Bill bunu duydu ve bakışlarını beyaz minibüsten ona çevirdi, o da endişeli görünüyordu. Eğer Bill'e karşı bütün hissettikleri ona duyduğu en güçlü hislerden ibaret olsaydı, Clairol saç boyalarının "Sadece bir hayatım var," sloganını hatırlamayacak kadar genç olan o Clairol sarışınını öğrendiğinde onu terk ederdi. Ama ona karşı başka hisleri de vardı. Örneğin sevgi. Hâlâ vardı. Katolik okulu üniformaları içindeki kızların şüphe duymayacağı, köklü, yok olması güç türden bir sevgiydi.
Ayrıca insanları bir arada tutan sadece sevgi değildi. Sırlar ve bu sırları saklamak için ödenen bedeller vardı.
"Carol?" diye sordu Bill. "Bebeğim? İyi misin?"
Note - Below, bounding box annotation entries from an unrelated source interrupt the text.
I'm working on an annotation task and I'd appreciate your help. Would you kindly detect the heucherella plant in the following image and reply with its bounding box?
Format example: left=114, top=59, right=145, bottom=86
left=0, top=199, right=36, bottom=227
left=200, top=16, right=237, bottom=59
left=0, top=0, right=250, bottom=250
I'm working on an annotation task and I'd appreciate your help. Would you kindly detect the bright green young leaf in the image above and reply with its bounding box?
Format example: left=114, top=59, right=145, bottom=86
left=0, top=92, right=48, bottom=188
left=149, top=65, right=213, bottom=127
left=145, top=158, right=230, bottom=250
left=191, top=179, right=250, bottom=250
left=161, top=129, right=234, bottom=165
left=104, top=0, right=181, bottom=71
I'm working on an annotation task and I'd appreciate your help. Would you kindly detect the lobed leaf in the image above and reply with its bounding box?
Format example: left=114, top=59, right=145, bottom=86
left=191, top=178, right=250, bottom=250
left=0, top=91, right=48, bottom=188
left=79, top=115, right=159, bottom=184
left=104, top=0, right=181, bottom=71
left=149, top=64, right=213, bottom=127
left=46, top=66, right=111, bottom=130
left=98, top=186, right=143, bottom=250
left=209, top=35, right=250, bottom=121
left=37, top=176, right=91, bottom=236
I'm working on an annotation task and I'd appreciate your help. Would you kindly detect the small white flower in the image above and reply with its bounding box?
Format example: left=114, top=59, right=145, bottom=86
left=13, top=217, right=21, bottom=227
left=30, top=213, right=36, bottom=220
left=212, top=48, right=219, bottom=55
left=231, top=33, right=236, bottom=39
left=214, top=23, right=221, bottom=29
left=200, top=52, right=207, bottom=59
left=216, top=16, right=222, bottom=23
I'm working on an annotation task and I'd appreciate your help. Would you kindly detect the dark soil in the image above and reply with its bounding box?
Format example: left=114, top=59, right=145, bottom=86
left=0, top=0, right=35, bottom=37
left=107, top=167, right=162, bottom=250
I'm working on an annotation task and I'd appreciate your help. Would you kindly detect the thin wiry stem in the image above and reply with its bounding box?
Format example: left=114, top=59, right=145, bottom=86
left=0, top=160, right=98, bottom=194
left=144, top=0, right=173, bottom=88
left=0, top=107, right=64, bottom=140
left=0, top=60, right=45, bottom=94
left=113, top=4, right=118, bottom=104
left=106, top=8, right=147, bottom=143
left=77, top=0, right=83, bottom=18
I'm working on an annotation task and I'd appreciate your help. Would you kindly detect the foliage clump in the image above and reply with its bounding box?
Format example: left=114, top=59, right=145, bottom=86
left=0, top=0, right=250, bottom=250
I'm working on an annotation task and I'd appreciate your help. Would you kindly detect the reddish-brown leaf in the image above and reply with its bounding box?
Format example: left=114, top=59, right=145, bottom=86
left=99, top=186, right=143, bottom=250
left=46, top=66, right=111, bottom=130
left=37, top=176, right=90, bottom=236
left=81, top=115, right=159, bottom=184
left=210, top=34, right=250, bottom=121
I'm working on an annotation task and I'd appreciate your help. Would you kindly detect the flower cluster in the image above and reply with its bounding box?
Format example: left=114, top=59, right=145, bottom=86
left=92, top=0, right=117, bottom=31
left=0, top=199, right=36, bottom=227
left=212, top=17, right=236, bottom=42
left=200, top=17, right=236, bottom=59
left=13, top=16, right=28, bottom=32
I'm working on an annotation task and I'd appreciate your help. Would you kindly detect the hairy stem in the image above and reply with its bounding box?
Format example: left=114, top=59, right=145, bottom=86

Bir an için ona hayır demeyi, iyi olmadığını, kendini boğuluyor gibi hissettiğini söylemeyi düşündü ama sonra vazgeçip zorla gülümsedi ve, "Sıcak yüzünden, hepsi bu," dedi. "Kendimi biraz sersemlemiş hissediyorum. Arabaya binelim. Klimayı çalıştırınca düzelirim."
Bill onu dirseğinden tuttu (bahse girerim benim bacaklarıma bakmıyorsundur, diye düşündü Carol. Nasıl olsa neye benzediklerini biliyorsun, değil mi?) ve yaşlı bir bayana yardım eder gibi onu Crown Vic'e doğru yöneltti. Kapı kapanıp soğuk hava yüzüne çarpmaya başladığında kendisini gerçekten de daha iyi hissetmeye başladı.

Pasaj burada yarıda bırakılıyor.